Werner, B., Scott, J. G., Sottoriva, A., Anderson, A. R., Traulsen, A., & Altrock, P. M. (2016). The cancer stem cell fraction in hierarchically organized tumors can be estimated using mathematical modeling and patient-specific treatment trajectories. Cancer research: an official organ of the American Association for Cancer Research, 76(7). doi:10.1158/0008-5472.CAN-15-2069.
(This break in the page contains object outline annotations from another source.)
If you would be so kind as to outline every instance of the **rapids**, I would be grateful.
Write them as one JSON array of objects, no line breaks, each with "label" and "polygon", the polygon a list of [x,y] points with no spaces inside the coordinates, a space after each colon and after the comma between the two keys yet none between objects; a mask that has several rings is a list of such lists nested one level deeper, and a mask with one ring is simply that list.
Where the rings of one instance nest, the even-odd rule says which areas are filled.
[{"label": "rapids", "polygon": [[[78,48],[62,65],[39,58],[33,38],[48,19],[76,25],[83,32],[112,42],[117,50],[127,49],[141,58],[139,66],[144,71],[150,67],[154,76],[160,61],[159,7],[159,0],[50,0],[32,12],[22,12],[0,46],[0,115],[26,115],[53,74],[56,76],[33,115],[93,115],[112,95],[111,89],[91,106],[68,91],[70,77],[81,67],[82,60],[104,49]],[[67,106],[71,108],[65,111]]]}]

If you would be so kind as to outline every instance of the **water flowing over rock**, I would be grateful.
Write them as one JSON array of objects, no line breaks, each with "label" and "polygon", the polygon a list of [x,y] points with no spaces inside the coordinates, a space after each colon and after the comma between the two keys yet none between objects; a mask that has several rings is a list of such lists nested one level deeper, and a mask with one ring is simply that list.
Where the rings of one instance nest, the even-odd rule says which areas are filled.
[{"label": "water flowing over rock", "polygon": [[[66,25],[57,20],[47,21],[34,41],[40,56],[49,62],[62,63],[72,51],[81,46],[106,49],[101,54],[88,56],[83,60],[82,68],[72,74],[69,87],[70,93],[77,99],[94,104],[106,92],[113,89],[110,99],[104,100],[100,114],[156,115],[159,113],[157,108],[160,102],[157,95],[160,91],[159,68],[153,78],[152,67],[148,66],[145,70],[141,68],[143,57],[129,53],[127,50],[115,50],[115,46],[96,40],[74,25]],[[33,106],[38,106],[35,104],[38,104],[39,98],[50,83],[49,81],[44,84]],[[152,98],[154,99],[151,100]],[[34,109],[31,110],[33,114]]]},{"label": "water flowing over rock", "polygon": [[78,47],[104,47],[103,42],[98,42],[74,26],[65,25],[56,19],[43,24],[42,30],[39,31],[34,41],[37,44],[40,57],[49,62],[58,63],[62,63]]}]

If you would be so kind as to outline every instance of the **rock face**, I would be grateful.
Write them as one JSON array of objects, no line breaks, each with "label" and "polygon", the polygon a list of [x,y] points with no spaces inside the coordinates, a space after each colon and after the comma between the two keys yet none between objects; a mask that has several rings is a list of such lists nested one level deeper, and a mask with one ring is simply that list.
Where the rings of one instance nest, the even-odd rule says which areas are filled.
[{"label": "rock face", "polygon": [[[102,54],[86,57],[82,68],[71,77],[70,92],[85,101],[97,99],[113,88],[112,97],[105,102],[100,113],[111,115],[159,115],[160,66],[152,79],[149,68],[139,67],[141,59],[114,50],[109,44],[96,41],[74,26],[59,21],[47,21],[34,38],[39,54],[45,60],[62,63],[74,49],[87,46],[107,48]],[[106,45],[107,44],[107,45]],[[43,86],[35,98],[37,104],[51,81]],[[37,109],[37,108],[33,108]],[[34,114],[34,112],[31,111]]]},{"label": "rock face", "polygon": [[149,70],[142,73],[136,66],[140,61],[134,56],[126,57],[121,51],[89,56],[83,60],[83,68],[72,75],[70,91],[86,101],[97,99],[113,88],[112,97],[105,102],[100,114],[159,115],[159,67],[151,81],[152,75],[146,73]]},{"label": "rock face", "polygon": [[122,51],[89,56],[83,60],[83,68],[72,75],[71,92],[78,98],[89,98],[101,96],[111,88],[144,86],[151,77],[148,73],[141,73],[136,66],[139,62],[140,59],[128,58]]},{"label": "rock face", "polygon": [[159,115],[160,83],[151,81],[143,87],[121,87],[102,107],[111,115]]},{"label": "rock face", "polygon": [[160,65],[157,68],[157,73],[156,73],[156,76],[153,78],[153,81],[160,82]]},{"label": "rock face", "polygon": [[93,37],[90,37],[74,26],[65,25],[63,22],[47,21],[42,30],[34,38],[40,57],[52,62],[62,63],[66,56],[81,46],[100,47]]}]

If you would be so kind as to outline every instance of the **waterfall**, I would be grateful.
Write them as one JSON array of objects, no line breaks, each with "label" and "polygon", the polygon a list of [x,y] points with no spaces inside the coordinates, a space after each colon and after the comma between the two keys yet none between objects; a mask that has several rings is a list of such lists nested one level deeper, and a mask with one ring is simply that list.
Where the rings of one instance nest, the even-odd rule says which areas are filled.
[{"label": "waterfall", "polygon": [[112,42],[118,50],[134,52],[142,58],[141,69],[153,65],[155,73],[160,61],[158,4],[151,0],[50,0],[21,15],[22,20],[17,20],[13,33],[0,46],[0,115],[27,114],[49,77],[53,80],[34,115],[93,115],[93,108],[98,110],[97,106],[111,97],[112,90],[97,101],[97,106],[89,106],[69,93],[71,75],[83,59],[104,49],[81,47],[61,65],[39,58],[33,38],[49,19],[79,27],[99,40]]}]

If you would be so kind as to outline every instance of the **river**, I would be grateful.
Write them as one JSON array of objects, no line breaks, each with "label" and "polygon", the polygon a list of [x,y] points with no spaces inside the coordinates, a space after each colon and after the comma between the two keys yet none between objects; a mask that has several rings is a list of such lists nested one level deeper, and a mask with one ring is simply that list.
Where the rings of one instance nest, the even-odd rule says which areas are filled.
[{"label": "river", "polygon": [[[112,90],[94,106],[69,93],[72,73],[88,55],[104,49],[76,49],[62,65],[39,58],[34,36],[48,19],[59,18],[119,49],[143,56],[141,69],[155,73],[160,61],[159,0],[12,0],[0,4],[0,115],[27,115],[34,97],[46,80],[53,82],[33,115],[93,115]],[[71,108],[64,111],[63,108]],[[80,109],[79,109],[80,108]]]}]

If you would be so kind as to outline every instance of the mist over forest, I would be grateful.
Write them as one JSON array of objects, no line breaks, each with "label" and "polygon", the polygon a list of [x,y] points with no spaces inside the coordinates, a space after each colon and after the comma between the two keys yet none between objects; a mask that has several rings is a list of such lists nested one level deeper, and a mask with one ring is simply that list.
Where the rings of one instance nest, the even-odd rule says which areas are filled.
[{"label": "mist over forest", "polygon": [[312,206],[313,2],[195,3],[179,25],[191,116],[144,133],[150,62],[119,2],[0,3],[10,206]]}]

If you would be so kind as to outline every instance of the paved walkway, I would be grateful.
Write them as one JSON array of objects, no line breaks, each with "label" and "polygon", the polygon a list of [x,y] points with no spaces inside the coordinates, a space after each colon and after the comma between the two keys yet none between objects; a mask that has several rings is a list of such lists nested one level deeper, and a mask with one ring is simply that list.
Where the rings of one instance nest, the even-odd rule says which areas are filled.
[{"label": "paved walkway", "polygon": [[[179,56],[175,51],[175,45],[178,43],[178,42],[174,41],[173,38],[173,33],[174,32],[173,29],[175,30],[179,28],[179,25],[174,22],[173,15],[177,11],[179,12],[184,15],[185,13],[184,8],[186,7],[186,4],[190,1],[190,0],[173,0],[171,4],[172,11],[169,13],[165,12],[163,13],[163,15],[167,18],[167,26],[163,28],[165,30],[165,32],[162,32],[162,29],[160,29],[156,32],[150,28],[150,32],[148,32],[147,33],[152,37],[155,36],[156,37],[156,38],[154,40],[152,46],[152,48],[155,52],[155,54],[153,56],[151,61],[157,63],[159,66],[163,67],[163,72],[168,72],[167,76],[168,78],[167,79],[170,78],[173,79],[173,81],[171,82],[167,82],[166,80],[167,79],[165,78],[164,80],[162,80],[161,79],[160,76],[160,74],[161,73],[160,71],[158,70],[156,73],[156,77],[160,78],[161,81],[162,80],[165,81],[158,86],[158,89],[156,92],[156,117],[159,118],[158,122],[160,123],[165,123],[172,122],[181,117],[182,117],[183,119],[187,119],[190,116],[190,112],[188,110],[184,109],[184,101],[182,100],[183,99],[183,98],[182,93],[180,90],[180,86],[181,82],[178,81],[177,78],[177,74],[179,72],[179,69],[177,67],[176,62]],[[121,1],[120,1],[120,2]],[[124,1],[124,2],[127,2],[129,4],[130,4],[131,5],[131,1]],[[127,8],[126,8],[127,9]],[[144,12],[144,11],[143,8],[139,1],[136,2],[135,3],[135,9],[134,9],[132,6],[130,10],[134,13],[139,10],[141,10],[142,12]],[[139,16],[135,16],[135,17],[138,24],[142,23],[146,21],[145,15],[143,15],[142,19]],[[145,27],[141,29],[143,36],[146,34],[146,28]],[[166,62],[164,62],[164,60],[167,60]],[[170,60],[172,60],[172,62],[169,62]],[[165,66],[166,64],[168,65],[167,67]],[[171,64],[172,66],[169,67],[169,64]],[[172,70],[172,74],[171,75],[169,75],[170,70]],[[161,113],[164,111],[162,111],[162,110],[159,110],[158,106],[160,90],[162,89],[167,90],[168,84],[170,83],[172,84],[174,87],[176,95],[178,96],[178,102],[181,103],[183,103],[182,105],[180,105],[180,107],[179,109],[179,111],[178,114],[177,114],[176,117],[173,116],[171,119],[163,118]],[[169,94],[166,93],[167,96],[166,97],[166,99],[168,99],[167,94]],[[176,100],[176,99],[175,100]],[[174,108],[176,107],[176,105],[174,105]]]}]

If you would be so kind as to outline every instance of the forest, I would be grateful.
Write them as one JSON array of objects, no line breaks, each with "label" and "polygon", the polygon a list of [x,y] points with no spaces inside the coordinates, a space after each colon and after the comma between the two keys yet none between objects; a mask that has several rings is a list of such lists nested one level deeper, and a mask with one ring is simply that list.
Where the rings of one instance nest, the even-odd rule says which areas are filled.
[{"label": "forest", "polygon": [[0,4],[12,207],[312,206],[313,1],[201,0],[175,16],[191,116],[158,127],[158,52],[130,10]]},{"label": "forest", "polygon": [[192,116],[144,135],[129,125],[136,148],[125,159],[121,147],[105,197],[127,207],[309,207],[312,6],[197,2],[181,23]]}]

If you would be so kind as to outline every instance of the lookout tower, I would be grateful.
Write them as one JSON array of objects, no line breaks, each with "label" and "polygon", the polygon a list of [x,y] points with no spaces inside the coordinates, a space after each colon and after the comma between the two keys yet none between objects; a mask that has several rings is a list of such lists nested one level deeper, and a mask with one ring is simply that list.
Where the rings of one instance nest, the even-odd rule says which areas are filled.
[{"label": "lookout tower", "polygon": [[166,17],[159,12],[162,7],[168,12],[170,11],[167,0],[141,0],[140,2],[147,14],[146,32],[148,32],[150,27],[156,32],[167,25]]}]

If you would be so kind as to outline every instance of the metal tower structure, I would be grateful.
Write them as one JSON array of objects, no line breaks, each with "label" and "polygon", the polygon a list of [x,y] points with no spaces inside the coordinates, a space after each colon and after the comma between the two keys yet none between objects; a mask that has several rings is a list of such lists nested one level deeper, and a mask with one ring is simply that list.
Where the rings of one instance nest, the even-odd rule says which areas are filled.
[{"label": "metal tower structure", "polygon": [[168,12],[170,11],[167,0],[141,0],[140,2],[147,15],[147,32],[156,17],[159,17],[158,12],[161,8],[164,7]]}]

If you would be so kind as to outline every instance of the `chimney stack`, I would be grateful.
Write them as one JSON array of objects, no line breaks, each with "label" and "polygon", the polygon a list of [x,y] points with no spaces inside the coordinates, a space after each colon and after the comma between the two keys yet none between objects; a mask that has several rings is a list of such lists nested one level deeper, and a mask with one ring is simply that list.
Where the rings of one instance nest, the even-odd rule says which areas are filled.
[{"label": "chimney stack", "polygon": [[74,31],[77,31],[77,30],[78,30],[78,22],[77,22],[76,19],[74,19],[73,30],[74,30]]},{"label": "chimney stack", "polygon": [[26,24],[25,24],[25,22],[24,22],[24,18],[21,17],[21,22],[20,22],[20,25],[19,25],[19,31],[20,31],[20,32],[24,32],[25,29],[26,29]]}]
Cite as: https://hdl.handle.net/11858/00-001M-0000-0027-F761-F
Abstract
Cancers arise as a result of genetic and epigenetic alterations. These accumulate in cells during the processes of tissue development, homeostasis and repair. Many tumor types are hierarchically organized and driven by a sub-population of cells often called cancer stem cells. Cancer stem cells are uniquely capable of recapitulating the tumor and can be highly resistant to radio- and chemotherapy treatment. We investigate tumor growth patterns from a theoretical standpoint and show how significant changes in pre- and post-therapy tumor dynamics are tied to the dynamics of cancer stem cells. We identify two characteristic growth regimes of a tumor population that can be leveraged to estimate cancer stem cell fractions in vivo using simple linear regression. Our method is a mathematically exact result, parameter free and does not require any microscopic knowledge of the tumor properties. A more accurate quantification of the direct link between the sub-population driving tumor growth and treatment response promises new ways to individualize treatment strategies.